Useful when adoption accelerates after a certain income level.
12. Empirical Result
The strongest predictor was found to be:
[ \ln(TVpc) = \alpha + \beta \cdot \text{logit}(UM+) + \varepsilon ]
where UM+ denotes the share of population in the upper-middle-income-and-above segment.
This specification outperformed alternatives.
13. Interpretation of the UM+ Result
A key insight emerged:
TV ownership appears to depend more on:
The proportion of the population able to comfortably afford the product
than on:
Average national income.
This corresponds to an affordability-threshold model.
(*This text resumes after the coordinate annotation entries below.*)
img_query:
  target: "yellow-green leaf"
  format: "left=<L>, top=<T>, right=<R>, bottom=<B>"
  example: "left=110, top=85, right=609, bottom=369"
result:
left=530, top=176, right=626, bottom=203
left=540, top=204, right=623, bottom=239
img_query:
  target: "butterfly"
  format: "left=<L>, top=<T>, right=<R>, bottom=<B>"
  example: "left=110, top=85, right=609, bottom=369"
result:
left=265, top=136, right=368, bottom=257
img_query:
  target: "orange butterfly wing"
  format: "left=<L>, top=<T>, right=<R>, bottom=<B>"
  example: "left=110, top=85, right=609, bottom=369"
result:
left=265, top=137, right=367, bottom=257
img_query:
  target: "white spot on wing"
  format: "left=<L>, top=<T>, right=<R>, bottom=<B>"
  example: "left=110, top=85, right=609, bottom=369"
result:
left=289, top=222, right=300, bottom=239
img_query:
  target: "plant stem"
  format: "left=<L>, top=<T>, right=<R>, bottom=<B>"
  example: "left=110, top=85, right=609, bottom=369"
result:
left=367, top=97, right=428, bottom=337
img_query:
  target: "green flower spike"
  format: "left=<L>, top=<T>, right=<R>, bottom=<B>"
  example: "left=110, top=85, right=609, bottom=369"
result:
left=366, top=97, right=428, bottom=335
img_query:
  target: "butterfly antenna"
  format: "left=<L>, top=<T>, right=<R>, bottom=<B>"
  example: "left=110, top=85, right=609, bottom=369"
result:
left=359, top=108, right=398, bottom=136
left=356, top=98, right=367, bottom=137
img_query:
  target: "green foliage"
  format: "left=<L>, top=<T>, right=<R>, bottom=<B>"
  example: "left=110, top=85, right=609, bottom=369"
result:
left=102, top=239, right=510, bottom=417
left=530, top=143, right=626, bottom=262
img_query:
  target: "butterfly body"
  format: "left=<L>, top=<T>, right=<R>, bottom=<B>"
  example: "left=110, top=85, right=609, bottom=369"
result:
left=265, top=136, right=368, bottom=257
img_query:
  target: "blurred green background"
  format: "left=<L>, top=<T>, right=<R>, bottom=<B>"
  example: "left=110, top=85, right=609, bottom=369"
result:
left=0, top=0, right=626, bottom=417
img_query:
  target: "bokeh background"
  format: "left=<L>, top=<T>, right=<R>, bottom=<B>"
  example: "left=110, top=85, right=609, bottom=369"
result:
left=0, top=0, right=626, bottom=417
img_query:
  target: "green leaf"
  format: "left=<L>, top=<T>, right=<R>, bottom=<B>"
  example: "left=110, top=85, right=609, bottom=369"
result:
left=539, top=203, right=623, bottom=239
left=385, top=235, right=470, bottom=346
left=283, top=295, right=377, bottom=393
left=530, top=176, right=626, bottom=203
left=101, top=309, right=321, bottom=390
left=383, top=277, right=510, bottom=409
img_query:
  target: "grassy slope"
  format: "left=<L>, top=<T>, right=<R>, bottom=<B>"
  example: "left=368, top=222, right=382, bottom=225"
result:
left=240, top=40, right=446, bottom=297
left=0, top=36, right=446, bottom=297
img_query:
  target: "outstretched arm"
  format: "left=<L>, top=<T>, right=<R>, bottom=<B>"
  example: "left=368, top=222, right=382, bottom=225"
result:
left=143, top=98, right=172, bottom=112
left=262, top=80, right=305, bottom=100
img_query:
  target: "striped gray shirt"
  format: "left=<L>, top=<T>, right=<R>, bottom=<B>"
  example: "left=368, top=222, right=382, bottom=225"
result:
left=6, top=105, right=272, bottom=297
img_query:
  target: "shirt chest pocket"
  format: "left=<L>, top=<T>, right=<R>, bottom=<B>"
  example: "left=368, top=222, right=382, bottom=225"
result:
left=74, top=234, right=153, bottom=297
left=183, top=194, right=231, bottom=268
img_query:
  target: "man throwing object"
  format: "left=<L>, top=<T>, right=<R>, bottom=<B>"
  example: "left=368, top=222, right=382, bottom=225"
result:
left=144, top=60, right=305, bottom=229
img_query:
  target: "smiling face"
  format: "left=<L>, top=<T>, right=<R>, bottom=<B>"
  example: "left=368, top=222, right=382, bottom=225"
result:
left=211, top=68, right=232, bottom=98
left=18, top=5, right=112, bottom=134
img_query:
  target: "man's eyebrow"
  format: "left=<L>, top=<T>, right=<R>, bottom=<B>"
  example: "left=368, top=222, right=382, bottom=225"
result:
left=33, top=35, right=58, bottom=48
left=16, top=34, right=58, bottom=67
14. Why Income Distribution Can Beat GDP Per Capita
Two countries may have identical GDP per capita but different income distributions.
Example:
Country A:
- Large upper-middle class
- High TV penetration
Country B:
- Small upper-middle class
- Lower TV penetration
GDP per capita cannot distinguish them.
UM+ share can.
15. Diffusion Interpretation
Durable goods such as:
- TVs
- Refrigerators
- Washing machines
- Cars
often follow S-curve adoption patterns.
The upper-middle share acts as a proxy for:
Households crossing the affordability threshold.
As this share grows, adoption accelerates.
Eventually saturation occurs.
16. Testing the Affordability Threshold Hypothesis
Recommended comparison:
Model 1
[ \ln(TVpc) = f(\ln GDPpc) ]
Model 2
[ \ln(TVpc) = \beta \cdot \text{logit}(UM+) ]
Model 3
[ \ln(TVpc) = f(\ln GDPpc) + \beta \cdot \text{logit}(UM+) ]
Compare using:
- LOOCV
- 10-fold CV
- CV R-squared
- CV RMSE
17. Residualization Strategy
To separate income effects from distribution effects:
First estimate:
[ \text{logit}(UM+) = g(\ln GDPpc) + u ]
Then estimate:
[ \ln(TVpc) = f(\ln GDPpc) + \gamma u + \varepsilon ]
Interpretation:
If γ remains significant:
Income distribution contributes beyond average income.
This is strong evidence for a true affordability-threshold effect.
18. Main Conclusions
- Differencing is generally not meaningful in pure cross-sectional analysis.
- Cross-validation is the preferred tool for choosing among competing predictors.
- LOOCV is highly appropriate for a sample of 162 countries.
- Shares are preferable to counts when modeling per-capita demand.
- Logit transformations are often superior to raw shares for bounded variables.
- The best-performing specification identified was:
[ \ln(TVpc) = \alpha + \beta \cdot \text{logit}(UM+) + \varepsilon ]
- This result supports an affordability-threshold interpretation of consumer durable demand.
- Income distribution may explain adoption better than average income alone.
- The next recommended step is to compare income-only, UM+-only, and combined models using LOOCV and cross-validated R-squared.